Patient Questionnaires

Our Patient Questionnaires

To assist you in determining whether or not you may suffer from one or more sleep disorders, and to help you learn more about your particular difficulties, we have provided a few short questionnaires that should help you reach a decision about seeking medical treatment.

Download These Questionnaires to Your Computer

To complete a questionnaire, just click on the title of the questionnaire you're interested in. You will be allowed to download the form to complete in the comfort of your home or office. Complete all questionnaires that you feel may apply to you.

All questionnaires, except the New Patient Questionnaire Packet, have been provided only for your education to help you determine if you should seek medical advice. The New Patient Questionnaire Packet, however, must be downloaded and completed by all new patients before your first appointment. This packet may be completed on your computer and submitted to us via email, or you may print it out to complete and deliver it manually.

The New Patient Questionnaire Packet

The New Patient Questionnaire PDF

This questionnaire is required from all new patients before your first appointment date. Clicking the link will take you to the new digital version of the packet, which can be downloaded and completed entirely on your computer. You will find further instructions on the Download Page.

The Sleep Disorder Screening Questionnaire

The Sleep Disorders Screening Questionnaire PDF

Download this questionnaire if you have difficulty falling and staying asleep, snore or stop breathing during, or has lack energy, feel fatigued during the daytime.

The Epworth Sleepiness Scale Questionnaire

The Epworth Sleepiness Scale PDF

Download this questionnaire if you lack energy or feel fatigued during the daytime.

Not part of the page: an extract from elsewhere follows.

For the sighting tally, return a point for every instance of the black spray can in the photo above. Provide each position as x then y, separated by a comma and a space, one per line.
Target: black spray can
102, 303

An abnormal score indicates pathologic sleepiness and warrants further evaluation.

The International Restless Limb Syndrome (IRLS) Rating Scale

The Restless Limb Syndrome PDF

Download this questionnaire if you think you might have Restless Limb Syndrome (RLS) a disorder manifest by an irresistible urge to move, often associated with unpleasant sensations, occurring primarily when you are at rest (sitting or lying down), more prevalent during the evening hours and relieved (temporarily) with movement of the affected body part.

The Obstructive Sleep Apnea Questionnaire

The Obstructive Sleep Apnea PDF

Download this questionnaire if you snore, awaken from choking, gasping or grunting, or have been told you hold your breath during sleep. This simple 5 question quiz will help you determine if you need a professional consultation.

The Insomnia Severity Index Questionnaire

The Insomnia Severity Index PDF

Download this questionnaire if you have difficulty falling and staying asleep, wake up during the night and have difficulty falling back asleep, lack energy or feel fatigued during the daytime.